Are Mobile Payments the Next Big Thing?

Forget all this business about credit cards (What You Need to Know About the CARD Act), debit cards (What the Fed's New Overdraft Rules Don't Do) and gift cards (Fed Targets Gift Cards). Here comes mobile payments! Mobile what? At least that is what I said to myself when Jim Chen sent me a link to a CBS article The Mobile Triple Threat (Jan. 22, 2010). Perhaps I've just been in denial that this was coming down the pipeline for real (or too busy complaining about the drawbacks of debit cards). Without knowning more, I found myself reacting "don't even think about doing this . . ." Well, perhaps that is a tad harsh. Merchants are serious about opening this door as handheld phones and readers have increasing amounts of applications for them. And, tighter credit and debit card rules couldn't hurt their motivation either, right?
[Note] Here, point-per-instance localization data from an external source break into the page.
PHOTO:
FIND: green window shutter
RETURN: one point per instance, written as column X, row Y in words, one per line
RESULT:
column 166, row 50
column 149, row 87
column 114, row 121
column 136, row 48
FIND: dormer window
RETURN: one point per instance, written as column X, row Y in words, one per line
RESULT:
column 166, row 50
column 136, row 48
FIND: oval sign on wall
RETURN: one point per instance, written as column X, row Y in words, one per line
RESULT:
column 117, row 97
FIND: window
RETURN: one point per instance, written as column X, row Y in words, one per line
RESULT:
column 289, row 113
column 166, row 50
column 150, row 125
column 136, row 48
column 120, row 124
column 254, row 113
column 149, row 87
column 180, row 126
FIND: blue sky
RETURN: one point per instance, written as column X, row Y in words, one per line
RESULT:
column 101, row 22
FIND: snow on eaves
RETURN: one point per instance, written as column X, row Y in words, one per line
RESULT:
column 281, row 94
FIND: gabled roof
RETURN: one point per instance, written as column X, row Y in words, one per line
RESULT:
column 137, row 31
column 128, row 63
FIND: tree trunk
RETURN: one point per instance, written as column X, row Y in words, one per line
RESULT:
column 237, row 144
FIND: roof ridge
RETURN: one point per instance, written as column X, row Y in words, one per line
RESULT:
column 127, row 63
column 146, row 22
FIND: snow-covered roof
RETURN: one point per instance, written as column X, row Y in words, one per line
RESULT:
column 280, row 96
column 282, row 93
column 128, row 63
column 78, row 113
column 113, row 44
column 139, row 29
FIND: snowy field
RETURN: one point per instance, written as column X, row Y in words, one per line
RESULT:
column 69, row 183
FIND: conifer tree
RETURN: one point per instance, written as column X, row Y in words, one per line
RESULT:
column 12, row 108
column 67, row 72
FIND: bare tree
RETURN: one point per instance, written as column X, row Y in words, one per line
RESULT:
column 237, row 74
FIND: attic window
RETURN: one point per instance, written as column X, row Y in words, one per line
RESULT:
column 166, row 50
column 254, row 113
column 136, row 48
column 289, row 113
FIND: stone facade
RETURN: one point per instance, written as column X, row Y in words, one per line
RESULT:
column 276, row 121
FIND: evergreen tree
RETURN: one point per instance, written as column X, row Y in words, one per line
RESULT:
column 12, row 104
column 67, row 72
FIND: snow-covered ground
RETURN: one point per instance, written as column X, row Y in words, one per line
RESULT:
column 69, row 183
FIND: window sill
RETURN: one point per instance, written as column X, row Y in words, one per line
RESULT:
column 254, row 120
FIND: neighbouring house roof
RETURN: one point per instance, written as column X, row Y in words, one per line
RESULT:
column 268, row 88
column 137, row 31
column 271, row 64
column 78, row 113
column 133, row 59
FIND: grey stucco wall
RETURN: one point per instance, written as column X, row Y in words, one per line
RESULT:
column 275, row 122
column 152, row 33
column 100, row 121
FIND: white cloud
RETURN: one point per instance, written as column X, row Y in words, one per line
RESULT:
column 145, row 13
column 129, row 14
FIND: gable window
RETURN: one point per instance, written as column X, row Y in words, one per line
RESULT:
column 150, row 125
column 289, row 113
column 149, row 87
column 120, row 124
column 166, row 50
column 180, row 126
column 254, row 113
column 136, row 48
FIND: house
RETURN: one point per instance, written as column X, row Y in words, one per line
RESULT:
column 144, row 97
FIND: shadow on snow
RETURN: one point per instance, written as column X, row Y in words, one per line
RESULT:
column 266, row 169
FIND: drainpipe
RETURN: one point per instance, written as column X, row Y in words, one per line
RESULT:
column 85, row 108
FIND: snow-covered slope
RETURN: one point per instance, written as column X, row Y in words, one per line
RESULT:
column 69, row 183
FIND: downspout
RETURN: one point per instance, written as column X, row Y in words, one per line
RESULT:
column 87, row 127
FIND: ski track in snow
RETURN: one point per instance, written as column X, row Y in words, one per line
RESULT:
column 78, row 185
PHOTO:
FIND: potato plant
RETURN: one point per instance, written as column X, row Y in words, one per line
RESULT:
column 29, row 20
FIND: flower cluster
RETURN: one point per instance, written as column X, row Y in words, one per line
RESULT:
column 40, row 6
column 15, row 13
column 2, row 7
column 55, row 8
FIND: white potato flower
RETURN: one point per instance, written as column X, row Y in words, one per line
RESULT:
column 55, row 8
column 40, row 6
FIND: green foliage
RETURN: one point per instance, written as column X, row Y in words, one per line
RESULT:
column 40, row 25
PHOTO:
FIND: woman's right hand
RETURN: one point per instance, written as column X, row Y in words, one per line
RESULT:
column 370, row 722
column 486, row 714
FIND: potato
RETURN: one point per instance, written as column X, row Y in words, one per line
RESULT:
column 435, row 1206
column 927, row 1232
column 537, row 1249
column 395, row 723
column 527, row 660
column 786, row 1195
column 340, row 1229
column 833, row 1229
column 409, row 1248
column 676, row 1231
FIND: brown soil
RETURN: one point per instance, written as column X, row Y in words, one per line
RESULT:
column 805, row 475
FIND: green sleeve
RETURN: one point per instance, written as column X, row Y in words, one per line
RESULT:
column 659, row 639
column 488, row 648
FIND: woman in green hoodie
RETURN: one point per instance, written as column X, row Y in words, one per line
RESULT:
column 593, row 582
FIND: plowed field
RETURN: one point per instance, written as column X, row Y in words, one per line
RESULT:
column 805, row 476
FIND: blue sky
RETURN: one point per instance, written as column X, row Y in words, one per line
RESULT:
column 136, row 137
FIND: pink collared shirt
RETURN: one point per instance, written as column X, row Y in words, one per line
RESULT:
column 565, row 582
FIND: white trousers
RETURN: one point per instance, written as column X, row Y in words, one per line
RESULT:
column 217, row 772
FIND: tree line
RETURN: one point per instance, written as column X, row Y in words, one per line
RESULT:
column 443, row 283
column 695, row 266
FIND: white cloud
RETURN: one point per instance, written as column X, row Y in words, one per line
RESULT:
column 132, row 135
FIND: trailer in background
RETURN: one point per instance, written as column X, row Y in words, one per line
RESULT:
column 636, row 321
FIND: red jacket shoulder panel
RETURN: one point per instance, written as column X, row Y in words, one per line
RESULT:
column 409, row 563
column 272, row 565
The whole idea here is that the consumer could be in a store looking at merchandise and not only do research on the product using their mobile device, but also check inventory and make payment for the product (by a charge to their cell phone bill). Other possibilities include small credit card terminals that small merchants could plug into their own mobile device in order to run a customer's credit card (See, Twitter Co-Founder Tackles Mobile Payments). Pretty cool and technically beyond my expertise (See, Discover: Contactless Payment Sticker Users Inadvertently Crippling Performance). But . . . payments wise, this presents the same (and more) problems than consumers just paying at the register with their credit or debit cards. Surely, there are issues about how well the application transfers money and what to do about errors. One would hate to be walking through Best Buy with your phone in your pocket and accidentally purchase several televisions. Moreover, the risk of credit card data being misused or misappropriated is already a problem without the involvement of mobile devices. Poor reliability and speed follow along as potential pitfalls.

Apparently, Paypal, Google and Amazon already have mobile payments capability, so mobile payments appear to be upon us. Mobile payments companies are beginning to receive funding for their ventures, so this will be an area to watch develop (Mobile Payments Startup Boku Lands $25 million). Always a big question regarding payment methods is the cost associated with its use and disclosure to consumers. For me, it will be a while before I pay using my phone.